— Любопытно!
— Да-с. Спонтанную творческую силу мы называем природой, а силу, наделенную разумом, человечество называет богом. Отрицая самосознание природы, я, как вы понимаете, отвергаю существование бога. А ведь именно эта тема вас так живо интересует, не так ли?
— Я в некотором роде пишу роман о Создателе.
— Бросьте! Не стройте из себя Михаила Булгакова. Повторяю: я вас раскусил. Я вижу, что вы — не тот, за кого вы себя выдаёте.
— Кто же я?
— Об этом я бы спросил вас. Кто вы?
— Если я скажу, что я и есть бог, вы поверите?
— Поверил бы, если бы верил в его существование.
— Что же вас убедит?
— Вероятно, ничто. Во всяком случае, не чудеса. Этого я нагляделся в цирке. Да и тут полно факиров и фокусников, называющих себя исчадиями ада, бесами и чертями. Грош — цена этим фокусам.

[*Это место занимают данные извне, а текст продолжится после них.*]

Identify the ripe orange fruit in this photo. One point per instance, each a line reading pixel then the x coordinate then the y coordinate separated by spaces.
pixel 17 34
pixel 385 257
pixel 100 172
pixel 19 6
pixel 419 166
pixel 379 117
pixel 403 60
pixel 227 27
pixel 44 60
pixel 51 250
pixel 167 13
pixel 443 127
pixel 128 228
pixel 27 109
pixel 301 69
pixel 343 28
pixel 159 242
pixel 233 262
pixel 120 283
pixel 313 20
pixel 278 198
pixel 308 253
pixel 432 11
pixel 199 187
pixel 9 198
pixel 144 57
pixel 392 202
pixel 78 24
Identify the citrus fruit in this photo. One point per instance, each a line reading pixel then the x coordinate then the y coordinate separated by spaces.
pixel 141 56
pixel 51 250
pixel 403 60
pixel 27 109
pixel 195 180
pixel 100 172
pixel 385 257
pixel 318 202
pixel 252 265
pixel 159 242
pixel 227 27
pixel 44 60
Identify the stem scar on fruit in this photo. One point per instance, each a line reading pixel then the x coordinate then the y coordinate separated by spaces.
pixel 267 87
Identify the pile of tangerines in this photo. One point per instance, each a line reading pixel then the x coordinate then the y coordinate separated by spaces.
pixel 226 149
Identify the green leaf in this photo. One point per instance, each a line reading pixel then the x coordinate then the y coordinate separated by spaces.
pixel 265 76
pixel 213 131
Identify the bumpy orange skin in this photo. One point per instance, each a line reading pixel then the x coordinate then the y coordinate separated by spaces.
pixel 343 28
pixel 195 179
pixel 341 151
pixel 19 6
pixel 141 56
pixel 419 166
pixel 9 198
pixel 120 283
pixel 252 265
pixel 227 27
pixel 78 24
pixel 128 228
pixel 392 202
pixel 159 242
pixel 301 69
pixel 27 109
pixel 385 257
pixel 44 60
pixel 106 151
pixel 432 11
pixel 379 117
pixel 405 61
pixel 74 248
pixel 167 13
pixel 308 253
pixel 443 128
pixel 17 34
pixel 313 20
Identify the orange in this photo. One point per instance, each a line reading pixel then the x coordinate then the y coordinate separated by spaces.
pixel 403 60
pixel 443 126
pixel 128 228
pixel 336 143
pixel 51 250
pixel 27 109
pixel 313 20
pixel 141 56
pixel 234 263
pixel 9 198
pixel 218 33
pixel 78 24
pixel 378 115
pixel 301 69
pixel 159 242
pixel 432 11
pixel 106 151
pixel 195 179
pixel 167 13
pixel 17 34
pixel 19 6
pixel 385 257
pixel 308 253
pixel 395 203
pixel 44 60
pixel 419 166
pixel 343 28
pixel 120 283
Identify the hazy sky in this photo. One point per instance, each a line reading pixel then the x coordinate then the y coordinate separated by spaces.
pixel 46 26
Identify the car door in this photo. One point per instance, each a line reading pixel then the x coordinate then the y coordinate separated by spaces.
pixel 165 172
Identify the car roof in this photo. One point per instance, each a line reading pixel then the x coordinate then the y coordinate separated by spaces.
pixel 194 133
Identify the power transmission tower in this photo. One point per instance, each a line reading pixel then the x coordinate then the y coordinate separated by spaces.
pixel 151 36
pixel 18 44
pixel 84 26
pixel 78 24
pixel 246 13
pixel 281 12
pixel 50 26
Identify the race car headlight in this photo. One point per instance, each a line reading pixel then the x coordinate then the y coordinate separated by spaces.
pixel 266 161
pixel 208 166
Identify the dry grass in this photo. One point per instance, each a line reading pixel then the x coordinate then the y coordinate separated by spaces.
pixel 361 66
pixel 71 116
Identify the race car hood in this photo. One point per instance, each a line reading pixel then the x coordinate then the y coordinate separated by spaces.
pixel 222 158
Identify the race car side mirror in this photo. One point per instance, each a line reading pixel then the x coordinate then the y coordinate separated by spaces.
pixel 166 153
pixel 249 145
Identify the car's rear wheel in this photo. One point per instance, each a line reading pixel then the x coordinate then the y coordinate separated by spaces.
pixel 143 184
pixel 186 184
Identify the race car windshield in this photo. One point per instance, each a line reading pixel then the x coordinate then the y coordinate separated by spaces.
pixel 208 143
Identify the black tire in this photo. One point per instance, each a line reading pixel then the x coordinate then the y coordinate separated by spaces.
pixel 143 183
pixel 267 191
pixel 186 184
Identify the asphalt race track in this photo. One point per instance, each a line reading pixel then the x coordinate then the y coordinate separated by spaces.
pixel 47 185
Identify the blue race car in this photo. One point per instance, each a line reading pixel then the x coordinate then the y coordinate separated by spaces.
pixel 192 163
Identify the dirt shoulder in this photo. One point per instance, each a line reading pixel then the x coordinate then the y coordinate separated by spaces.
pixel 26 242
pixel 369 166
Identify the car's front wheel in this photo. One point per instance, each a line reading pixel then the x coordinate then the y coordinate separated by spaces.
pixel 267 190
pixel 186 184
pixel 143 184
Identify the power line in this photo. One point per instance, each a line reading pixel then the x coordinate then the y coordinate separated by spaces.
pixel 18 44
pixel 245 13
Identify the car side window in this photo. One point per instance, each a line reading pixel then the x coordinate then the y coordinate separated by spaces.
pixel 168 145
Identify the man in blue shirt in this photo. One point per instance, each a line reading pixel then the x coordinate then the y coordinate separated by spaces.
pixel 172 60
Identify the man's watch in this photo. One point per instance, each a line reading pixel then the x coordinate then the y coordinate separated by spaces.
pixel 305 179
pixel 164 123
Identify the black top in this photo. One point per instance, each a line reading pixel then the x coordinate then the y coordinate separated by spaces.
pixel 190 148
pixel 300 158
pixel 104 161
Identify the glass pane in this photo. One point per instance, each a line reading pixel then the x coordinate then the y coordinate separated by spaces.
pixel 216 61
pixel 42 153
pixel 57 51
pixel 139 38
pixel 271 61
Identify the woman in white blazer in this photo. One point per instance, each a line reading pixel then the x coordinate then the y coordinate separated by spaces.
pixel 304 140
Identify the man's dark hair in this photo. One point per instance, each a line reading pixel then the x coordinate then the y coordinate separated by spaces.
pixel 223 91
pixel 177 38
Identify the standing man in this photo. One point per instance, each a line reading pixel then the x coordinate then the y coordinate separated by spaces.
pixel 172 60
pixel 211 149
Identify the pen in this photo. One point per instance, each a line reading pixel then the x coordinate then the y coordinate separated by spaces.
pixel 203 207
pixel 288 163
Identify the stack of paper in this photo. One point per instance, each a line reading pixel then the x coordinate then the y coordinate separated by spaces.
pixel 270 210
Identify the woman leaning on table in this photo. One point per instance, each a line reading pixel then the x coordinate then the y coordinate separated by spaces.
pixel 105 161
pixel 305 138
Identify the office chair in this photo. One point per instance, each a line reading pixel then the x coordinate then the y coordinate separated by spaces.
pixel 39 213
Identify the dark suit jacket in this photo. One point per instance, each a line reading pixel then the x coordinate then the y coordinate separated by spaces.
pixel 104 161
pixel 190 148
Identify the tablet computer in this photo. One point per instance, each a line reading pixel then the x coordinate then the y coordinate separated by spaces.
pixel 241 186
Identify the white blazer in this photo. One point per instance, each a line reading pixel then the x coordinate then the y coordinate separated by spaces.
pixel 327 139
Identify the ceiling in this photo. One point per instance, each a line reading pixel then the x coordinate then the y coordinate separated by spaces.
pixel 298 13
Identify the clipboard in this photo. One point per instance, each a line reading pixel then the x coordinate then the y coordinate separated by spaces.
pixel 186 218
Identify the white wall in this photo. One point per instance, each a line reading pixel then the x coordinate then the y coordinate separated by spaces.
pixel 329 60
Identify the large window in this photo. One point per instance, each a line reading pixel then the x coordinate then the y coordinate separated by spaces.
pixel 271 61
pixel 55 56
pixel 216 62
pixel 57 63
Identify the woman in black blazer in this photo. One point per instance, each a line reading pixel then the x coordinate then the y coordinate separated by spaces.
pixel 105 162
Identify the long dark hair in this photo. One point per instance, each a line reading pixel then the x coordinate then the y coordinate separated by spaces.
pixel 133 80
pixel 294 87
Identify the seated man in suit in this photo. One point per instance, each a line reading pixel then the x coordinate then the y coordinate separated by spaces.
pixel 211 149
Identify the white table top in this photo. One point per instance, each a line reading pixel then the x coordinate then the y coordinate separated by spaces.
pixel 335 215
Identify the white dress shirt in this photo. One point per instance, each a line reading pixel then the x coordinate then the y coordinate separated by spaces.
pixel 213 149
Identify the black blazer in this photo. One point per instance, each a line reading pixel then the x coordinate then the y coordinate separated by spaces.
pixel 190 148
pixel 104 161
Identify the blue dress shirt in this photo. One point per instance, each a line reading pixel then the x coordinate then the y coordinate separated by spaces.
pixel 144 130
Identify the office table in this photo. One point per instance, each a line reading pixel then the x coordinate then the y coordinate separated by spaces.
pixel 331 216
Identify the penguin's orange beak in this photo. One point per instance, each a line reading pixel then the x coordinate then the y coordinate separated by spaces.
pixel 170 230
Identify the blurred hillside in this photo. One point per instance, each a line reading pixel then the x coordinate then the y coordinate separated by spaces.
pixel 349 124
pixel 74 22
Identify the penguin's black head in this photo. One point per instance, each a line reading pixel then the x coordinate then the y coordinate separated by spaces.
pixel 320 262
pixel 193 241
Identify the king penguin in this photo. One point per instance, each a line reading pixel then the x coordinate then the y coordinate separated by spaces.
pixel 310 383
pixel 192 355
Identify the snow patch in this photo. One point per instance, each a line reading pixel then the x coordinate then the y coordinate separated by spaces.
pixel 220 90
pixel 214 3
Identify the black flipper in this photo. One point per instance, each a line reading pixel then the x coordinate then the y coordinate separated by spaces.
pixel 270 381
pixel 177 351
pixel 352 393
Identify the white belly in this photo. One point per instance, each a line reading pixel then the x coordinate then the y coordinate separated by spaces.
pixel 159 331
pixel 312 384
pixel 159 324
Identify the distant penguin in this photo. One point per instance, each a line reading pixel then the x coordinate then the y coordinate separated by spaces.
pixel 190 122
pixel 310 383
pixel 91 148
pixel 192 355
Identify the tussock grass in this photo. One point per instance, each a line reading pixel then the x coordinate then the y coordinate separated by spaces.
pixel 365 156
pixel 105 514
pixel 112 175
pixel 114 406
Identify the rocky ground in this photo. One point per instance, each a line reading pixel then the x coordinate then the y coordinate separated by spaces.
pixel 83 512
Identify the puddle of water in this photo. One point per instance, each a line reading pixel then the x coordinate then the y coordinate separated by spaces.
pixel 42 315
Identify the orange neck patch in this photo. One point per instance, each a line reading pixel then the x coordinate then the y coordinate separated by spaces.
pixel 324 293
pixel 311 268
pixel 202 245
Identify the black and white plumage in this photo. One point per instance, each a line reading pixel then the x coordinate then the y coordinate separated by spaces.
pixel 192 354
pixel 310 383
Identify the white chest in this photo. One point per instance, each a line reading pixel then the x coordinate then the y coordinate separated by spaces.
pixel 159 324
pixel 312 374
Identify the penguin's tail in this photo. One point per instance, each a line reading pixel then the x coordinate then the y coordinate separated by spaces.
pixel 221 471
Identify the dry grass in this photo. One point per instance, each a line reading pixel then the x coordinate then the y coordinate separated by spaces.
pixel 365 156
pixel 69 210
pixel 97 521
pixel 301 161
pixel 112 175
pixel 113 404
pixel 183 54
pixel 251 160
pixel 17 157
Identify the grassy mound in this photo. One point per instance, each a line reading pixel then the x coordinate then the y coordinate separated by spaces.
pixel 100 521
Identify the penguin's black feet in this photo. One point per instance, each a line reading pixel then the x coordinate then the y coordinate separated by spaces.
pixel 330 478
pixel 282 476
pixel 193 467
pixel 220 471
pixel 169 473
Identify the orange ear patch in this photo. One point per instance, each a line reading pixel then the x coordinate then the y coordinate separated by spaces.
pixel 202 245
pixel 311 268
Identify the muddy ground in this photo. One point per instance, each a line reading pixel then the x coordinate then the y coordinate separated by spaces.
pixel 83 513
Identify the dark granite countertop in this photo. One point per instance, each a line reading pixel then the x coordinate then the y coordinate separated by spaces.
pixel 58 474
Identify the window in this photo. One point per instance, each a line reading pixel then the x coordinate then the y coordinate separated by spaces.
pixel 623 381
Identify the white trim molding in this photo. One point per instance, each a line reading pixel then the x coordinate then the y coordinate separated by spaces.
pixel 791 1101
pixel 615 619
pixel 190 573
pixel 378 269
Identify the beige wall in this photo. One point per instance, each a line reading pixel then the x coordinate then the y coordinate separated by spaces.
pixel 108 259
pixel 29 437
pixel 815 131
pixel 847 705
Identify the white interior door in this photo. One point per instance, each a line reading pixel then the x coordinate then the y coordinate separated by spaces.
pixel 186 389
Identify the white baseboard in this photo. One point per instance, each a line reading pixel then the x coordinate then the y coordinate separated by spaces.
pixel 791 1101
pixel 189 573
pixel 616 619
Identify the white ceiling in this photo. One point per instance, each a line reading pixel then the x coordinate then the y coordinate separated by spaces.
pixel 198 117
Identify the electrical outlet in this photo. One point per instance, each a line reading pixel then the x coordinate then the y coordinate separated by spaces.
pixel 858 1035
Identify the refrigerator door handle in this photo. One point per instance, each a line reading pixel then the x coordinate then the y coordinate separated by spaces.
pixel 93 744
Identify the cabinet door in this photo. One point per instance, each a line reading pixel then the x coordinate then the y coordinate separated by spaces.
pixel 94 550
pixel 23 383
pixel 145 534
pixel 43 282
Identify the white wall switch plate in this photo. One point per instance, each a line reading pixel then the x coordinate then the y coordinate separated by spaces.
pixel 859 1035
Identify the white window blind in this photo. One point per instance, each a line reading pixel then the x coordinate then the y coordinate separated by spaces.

— Но ведь вы не можете сделать того, что делают они. Разве это не доказывает их могущество по отношению к вам?
— Я, сударь, за всю жизнь не снёс ни одного яйца, но преклоняться перед курицей на том основании, что она умеет делать то, чего я не умею, не стану.
— Курица не извергает огня изо рта, не может превращать вино в воду, сталь в золото…
— Обратитесь к пиротехникам, виноделам и сборщикам налогов, и они вас научат из ничего делать огонь, вино и золото. Никто из них не способен зародить жизнь, а курица делает это чуть не ежедневно. Уж если из этой кампании я и кому отдам дань уважения, то скорее виноделу и курице, чем сборщикам налогов и факирам.
— Мсье Вольтер, не смею с вами спорить. Пусть так. Пусть бога нет. Возможно, вы правы.
— И всё же кто вы и что здесь делаете?
— Я — тот, кого нет. Я изучаю обстановку в подведомственной территории.
— А-а-а! Начальство из высших сфер! Я уже ничему не удивляюсь в этом причудливом сне. И что же вы тут обнаружили плохого или хорошего?
— Все идет на самотёк. Надо что-то менять.
— А зачем?
— Сатана считает себя высшей инстанцией.
— Так оно и есть, видимо. Если он две тысячи лет был здесь полновластным хозяином, то так тому и быть.
— Но я должен вмешаться.
— Вы намерены и впредь здесь оставаться?
— Ни в коей мере.
— Тогда как вы обеспечите выполнение своих уточненных инструкций?
— Они будут выполняться просто потому, что иначе быть не может.
— Тогда почему же раньше они не выполнялись? Разве до этого ваши инструкции были не достаточно точными?
— Не было должного контроля.
— А как вы собираетесь его осуществлять впредь?
— Обращать взор свой суда чаще, чем ранее.
— Намного чаще, позвольте спросить?
— Я, разумеется, не смогу уделять достаточно много внимания этому вопросу, но изредка…
— Изредка не надо. Если вы не наведывались сюда две тысячи лет, а станете являться каждые сто лет, толку будет мало. А если чаще, то…
— Чаще я не смогу.
— Вот я и говорю, что ежели чаще, то это уже будет не ад, а обитель божья.
— А если реже?
— Кому нужно это донкихотство? Накрутите хвоста этим бесам, а они потом на обитателях тутошних зло сорвут, и ещё сильнее станут злоупотреблять.
— Что же делать?
— Ступайте себе с миром к своим праведникам.
Глава 21. СПЕЛИСЬ
— Ладно, хватит дурочку гонять. В конце концов, мне надоело притворяться. Никакой вы не бог, а просто Михаил, писатель. Из русских.
— Как вы догадались?
— Девочки выдали.
— Не понял?
— По глазам я видел, что тебе они не безразличны. Потом я кое-что сопоставил. Талантливо! Он — как писатель, гуляет, где вздумается, а я, значит, писателя обычного ублажаю как Бога.
— Разгадал, говоришь? И что же ты предпринял?
— Я к нему Вольтера отправил. Он его и завернул обратно. Очень талантливый философ. Нашего замеса парень. Бойкий старичок.
— А со мной что же будет? Ты на меня не сердишься, Сатана?
— Отчего же сердиться, Михаил? Ты мне очень даже мил. Ты вот что. Напиши-ка про меня роман. Наподобие того, что ты написал про Мастера, а?
— Зачем тебе это?
— А у меня тоже амбиции, знаешь ли. Хочется выглядеть в глазах человечества не последней дрянью.
— И что же с этим романом делать? Ведь его никто не станет читать! Роман про Сатану — кому он нужен.